Because hooray for murdering unarmed civilians in foreign countries; that’s what we stand for now. My Lai? Our finest hour.
Jurecic notes that Pelosi opposes impeachment for pragmatic reasons: because it will energize his base.
This is a very practical argument. But there is value to an impeachment inquiry—and to impeachment—as an act in itself, regardless of whether the Senate will convict or what the president’s supporters will think.
Pelosi and the more hardheaded Democratic strategists regard this position as overly idealistic. That’s the point.
Trump is absurd in the colloquial sense, she goes on, but also in the philosophical sense.
What better to emphasize the gap between the desire for the Constitution to mean something and the reality of the document as some words on paper than the scene of Donald J. Trump swearing an oath to “faithfully execute the Office of President of the United States, and … preserve, protect and defend the Constitution”?
The Constitution is what Camus would call a “closed universe”—a space of “coherence and unity” in an incoherent world, in which words carry weight and actions have consequences. Trump’s disrespect for the law is a reminder of how fragile that structure of meaning can be. For that reason, there is a real service in using impeachment proceedings to push back against the notion that, in the parlance of the internet, “lol nothing matters.”
Susan Hennessey and I have argued that the House of Representatives has a duty to begin an impeachment inquiry insofar as representatives swear an oath to “support and defend the Constitution” and to “well and faithfully” execute the duties of their office. Another way of saying this is that an impeachment inquiry depends on an insistence that this oath really means something—and that the president’s oath means something as well. Keith Whittington, likewise, has written that impeachment is partially a matter of “norm creation and norm reinforcement.” And Yoni Appelbaum argued that the impeachment of Andrew Johnson “drew the United States closer to living up to its ideals.”
Let’s have a little norm reinforcement around here.
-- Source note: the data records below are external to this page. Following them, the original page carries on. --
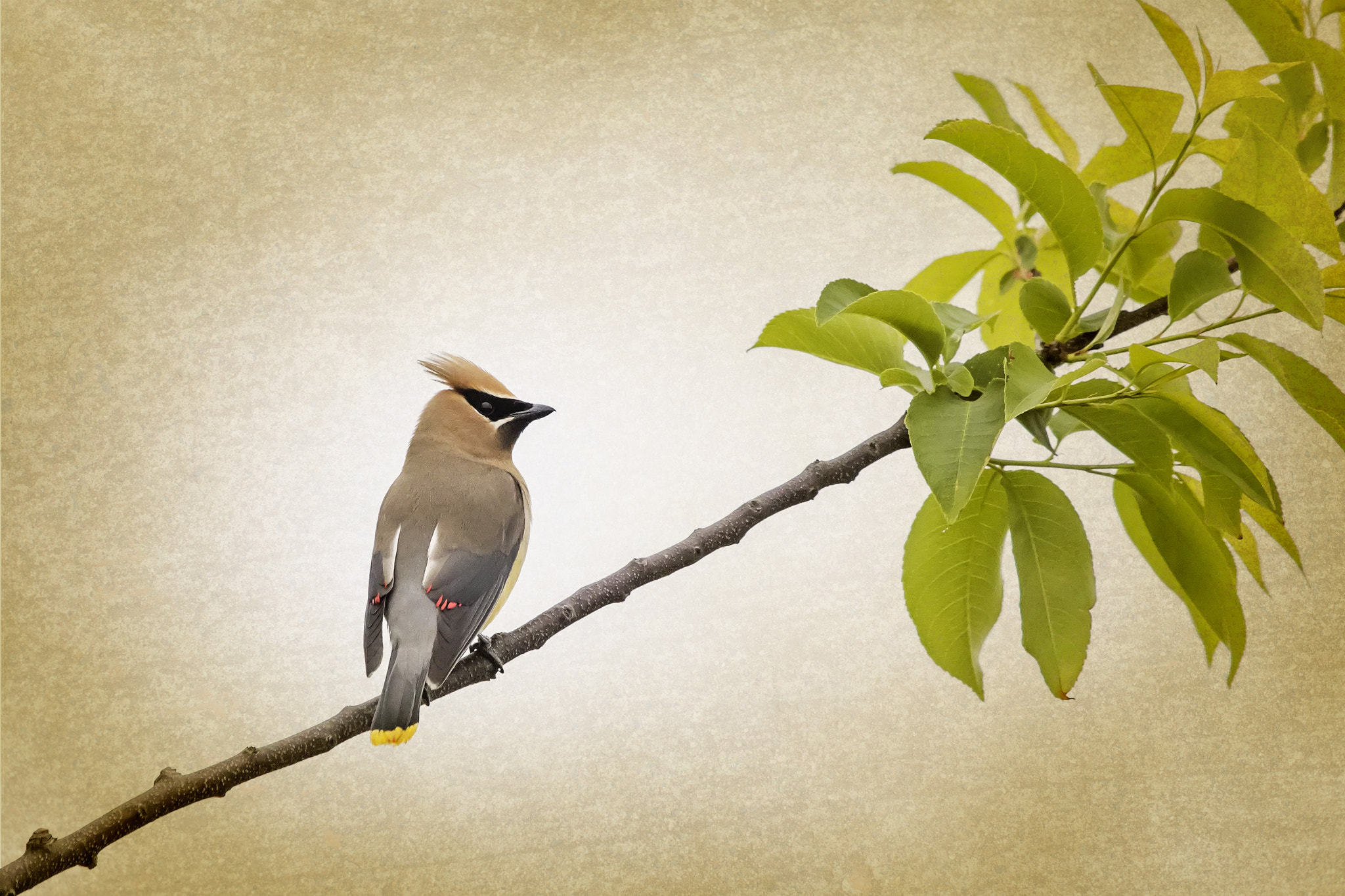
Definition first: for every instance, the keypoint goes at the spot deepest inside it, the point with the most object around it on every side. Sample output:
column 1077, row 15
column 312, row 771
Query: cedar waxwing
column 451, row 539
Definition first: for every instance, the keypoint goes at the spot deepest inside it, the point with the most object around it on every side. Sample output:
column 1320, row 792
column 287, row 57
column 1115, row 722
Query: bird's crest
column 460, row 373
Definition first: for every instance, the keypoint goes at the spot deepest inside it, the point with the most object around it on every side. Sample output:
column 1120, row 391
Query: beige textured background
column 231, row 228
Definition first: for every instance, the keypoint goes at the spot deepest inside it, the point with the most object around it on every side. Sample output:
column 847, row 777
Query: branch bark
column 46, row 856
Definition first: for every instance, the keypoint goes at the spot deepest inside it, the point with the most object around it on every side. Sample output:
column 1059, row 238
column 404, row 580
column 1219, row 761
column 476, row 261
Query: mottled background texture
column 232, row 228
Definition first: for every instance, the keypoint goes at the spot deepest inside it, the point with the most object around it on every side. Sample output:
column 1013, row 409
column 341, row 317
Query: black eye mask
column 493, row 408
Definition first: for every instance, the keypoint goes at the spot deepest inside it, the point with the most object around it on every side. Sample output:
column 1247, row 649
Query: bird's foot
column 483, row 647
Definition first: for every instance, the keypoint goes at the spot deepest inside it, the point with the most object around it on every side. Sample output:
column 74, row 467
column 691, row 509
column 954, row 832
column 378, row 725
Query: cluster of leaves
column 1069, row 263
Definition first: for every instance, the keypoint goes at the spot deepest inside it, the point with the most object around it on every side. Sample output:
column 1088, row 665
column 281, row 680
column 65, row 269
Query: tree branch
column 46, row 856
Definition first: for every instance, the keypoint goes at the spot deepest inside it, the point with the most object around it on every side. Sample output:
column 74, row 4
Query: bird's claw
column 483, row 647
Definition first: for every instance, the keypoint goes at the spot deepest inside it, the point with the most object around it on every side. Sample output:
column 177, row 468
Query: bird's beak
column 533, row 413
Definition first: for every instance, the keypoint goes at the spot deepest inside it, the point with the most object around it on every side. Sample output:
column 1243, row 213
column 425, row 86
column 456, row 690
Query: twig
column 46, row 856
Well, nobody can say he hasn’t carried that part out in full. Any meaning that Office once had looks to be beyond resuscitation.
Oops, borked blockquote.
She is afraid it will energize his base, but the thing she, and everyone else, forgets is that it may also energize her base – the Democrats base – especially if it allows information to get into the minds of people that have managed to ignore it until now.
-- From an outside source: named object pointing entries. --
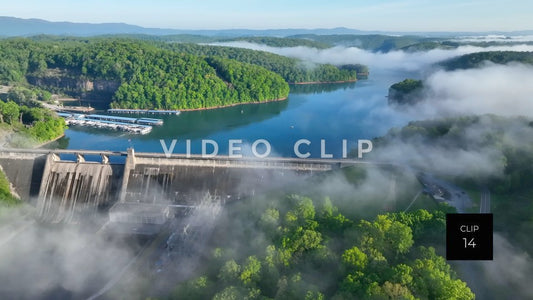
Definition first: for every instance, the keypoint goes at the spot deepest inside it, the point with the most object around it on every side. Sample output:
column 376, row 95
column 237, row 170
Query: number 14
column 470, row 243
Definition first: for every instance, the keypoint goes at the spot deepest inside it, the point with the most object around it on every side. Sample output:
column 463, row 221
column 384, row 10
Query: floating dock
column 142, row 111
column 133, row 125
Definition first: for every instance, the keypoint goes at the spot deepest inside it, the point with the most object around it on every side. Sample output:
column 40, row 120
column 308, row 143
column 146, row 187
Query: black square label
column 469, row 236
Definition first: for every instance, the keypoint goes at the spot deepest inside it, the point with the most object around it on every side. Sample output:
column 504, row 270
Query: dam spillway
column 67, row 190
column 70, row 190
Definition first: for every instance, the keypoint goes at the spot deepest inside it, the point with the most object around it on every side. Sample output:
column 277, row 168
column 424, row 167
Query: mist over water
column 354, row 111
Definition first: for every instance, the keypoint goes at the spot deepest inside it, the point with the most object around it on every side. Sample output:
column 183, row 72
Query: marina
column 142, row 111
column 132, row 125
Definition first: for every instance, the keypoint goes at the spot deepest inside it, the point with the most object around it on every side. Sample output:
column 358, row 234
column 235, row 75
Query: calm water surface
column 349, row 111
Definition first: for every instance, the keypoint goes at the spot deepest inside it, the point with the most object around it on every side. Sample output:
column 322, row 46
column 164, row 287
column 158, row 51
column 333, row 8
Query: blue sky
column 390, row 15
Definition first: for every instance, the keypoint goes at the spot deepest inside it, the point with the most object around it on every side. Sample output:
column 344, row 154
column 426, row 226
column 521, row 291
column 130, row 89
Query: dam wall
column 24, row 172
column 152, row 178
column 71, row 190
column 64, row 191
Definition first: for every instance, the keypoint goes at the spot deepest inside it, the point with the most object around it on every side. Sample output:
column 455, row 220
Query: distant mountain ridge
column 12, row 26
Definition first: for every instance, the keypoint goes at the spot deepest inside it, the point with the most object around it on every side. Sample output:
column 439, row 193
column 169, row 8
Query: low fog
column 42, row 261
column 393, row 60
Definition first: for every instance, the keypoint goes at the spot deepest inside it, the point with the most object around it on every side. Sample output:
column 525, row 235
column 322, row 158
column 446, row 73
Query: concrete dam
column 144, row 187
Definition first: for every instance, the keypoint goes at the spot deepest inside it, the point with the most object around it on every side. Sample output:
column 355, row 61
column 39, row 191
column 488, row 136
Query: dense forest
column 31, row 125
column 148, row 77
column 302, row 248
column 291, row 69
column 405, row 92
column 510, row 139
column 371, row 42
column 476, row 60
column 159, row 75
column 280, row 42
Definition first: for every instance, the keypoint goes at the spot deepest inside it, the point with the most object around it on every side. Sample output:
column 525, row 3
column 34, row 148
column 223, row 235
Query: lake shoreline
column 322, row 82
column 234, row 104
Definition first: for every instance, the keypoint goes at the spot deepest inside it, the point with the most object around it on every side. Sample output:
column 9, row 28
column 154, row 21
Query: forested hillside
column 291, row 69
column 475, row 60
column 146, row 76
column 303, row 248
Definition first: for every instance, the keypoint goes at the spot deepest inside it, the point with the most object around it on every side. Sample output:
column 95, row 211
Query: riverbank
column 234, row 104
column 48, row 142
column 322, row 82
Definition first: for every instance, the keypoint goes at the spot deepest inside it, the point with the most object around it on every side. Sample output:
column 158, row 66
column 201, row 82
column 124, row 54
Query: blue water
column 333, row 113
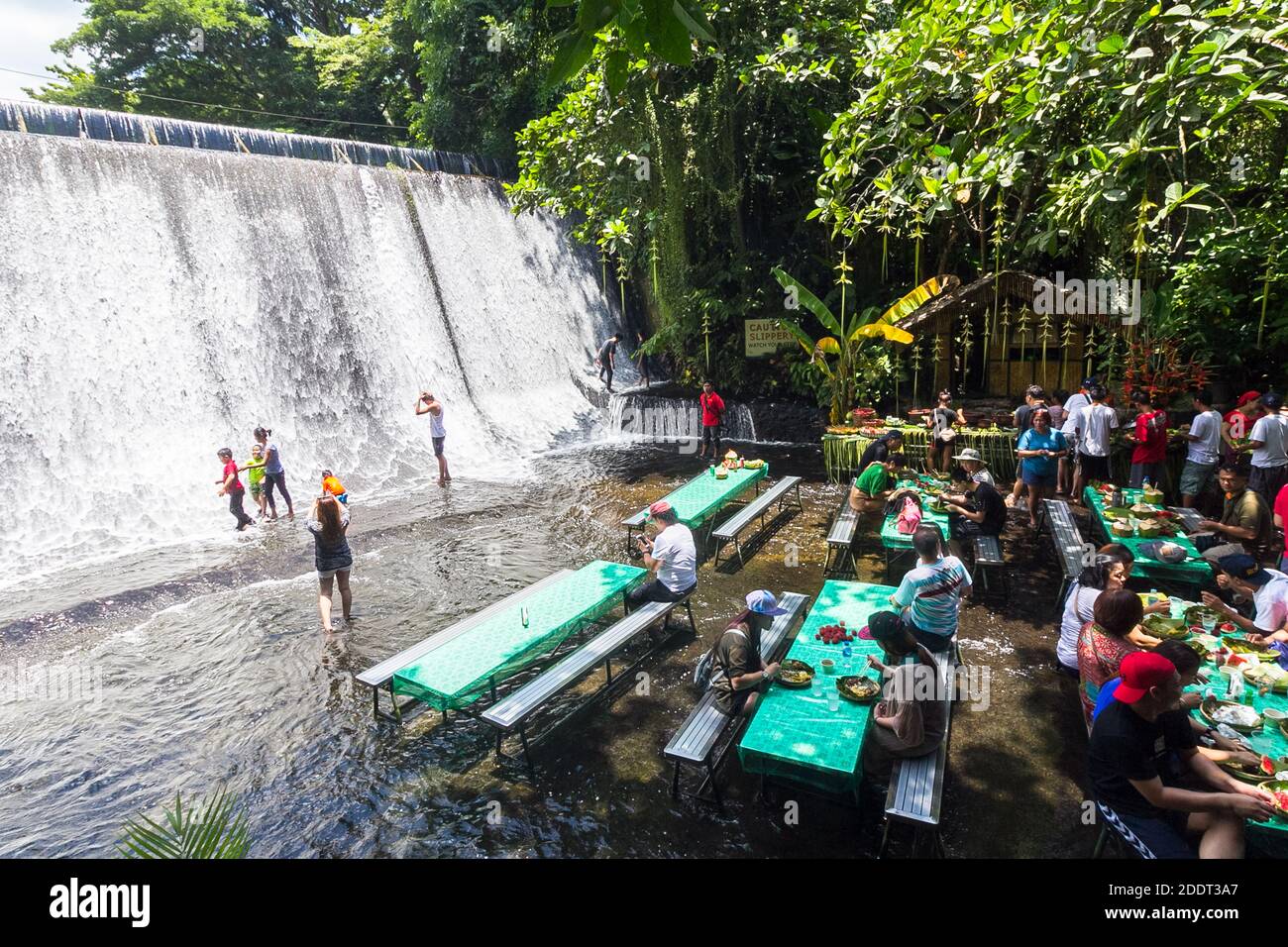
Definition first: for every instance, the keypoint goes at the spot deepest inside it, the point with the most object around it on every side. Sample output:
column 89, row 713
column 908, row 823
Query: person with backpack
column 734, row 668
column 930, row 594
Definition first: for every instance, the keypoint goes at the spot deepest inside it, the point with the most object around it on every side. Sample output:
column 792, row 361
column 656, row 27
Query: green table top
column 793, row 733
column 704, row 493
column 1269, row 740
column 464, row 668
column 890, row 535
column 1194, row 570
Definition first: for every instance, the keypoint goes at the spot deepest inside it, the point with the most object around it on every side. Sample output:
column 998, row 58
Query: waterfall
column 669, row 419
column 160, row 303
column 150, row 129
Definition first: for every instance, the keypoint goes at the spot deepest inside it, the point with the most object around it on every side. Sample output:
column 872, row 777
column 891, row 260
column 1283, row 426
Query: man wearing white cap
column 974, row 466
column 671, row 556
column 738, row 672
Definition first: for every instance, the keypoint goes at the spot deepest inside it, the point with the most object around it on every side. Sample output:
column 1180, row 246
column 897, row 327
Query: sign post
column 765, row 338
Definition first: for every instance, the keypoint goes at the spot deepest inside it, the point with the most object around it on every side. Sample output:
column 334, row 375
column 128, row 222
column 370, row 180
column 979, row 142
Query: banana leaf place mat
column 704, row 495
column 465, row 668
column 794, row 736
column 890, row 535
column 1194, row 570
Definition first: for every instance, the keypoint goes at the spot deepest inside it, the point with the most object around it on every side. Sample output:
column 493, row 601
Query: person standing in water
column 428, row 405
column 274, row 474
column 232, row 487
column 606, row 359
column 329, row 522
His base should not be her concern at this point, but instead, the entire country, which is supposed to be who he represents. He is failing to do his job. He is doing things that are not part of his job, and some things that are prohibited by his job. He is failing the American people. He is failing in every way possible.
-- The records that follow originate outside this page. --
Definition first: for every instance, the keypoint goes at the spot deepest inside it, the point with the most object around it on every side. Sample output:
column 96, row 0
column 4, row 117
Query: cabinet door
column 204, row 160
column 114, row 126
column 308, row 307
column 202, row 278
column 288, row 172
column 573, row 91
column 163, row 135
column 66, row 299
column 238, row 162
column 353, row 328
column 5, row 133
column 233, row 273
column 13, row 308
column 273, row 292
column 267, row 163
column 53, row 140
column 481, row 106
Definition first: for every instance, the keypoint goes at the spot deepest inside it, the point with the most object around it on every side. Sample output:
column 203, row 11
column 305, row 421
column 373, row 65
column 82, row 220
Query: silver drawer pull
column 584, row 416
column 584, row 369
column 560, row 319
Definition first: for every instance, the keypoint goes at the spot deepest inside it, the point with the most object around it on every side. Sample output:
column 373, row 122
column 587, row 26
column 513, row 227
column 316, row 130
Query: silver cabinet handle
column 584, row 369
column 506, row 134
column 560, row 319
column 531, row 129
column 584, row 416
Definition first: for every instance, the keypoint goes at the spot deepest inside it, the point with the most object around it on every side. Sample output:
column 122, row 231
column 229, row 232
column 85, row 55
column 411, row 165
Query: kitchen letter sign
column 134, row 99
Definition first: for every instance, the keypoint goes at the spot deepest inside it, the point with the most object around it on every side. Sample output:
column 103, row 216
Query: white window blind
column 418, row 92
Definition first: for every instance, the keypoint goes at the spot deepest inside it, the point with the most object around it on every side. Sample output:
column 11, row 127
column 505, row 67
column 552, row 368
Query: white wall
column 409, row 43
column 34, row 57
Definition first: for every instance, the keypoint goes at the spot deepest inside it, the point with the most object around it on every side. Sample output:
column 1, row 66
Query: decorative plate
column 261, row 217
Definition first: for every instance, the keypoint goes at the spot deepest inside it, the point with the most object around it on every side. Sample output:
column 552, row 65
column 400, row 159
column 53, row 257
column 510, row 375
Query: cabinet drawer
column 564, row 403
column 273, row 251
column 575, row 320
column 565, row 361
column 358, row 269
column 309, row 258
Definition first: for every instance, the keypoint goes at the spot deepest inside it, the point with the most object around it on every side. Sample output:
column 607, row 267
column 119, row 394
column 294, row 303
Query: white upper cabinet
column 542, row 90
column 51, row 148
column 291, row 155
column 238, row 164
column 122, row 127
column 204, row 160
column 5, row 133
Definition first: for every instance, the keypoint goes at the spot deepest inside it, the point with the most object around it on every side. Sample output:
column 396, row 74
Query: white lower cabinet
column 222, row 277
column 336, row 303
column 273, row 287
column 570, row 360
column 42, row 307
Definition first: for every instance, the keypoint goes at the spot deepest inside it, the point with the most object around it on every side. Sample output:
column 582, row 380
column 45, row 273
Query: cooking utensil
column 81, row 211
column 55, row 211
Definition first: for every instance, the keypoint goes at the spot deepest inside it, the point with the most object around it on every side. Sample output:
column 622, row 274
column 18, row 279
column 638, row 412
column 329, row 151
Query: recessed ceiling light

At this point, the Trump base – well armed and violent – is seen as a threat. And rightly so. But we cannot let the fear of confrontation lead us into totalitarianism. Fear is one of the biggest tools used by totalitarians, and Trump is a master at stoking it. Pelosi needs to step back, breathe, and then think about the parts of the country that are not Trump’s base – which is most of us.
The Democratic base doesn’t want it though… Sure, some of them are pragmatists (myself included) but impeachment just doesn’t poll well at all. Not something that is likely to get the “moderates* scoff, on our side. It also might not really move the needle much at all, but it really isn’t a popular move.
Which sounds like mansplaining, so I’m sorry about that…
Well, that is true, but….every single person I talk to who claims to be a moderate Democrat says (1) They don’t want impeachment; and (2) They won’t vote for the Democrats unless they impeach Trump. Mind you, they don’t say these on the same day, and they seem to forget what they said the last time, but still…how can anyone wander through that morass and determine what the “base” wants?
And…maybe it should be the job of the Democratic Party leaders to explain to their base why this is important, why Trump is not just another Republican, why allowing fascism to creep into the country to avoid having to look partisan might not be a good idea.
If it doesn’t poll well…and I know it doesn’t, but I also know the apparent schizophrenia I keep hearing from especially the young Dems…then it is up to the leadership that has access to information we do not have to convince their base, and explain why this must be done. So few people really seem to understand the extreme times in which we live.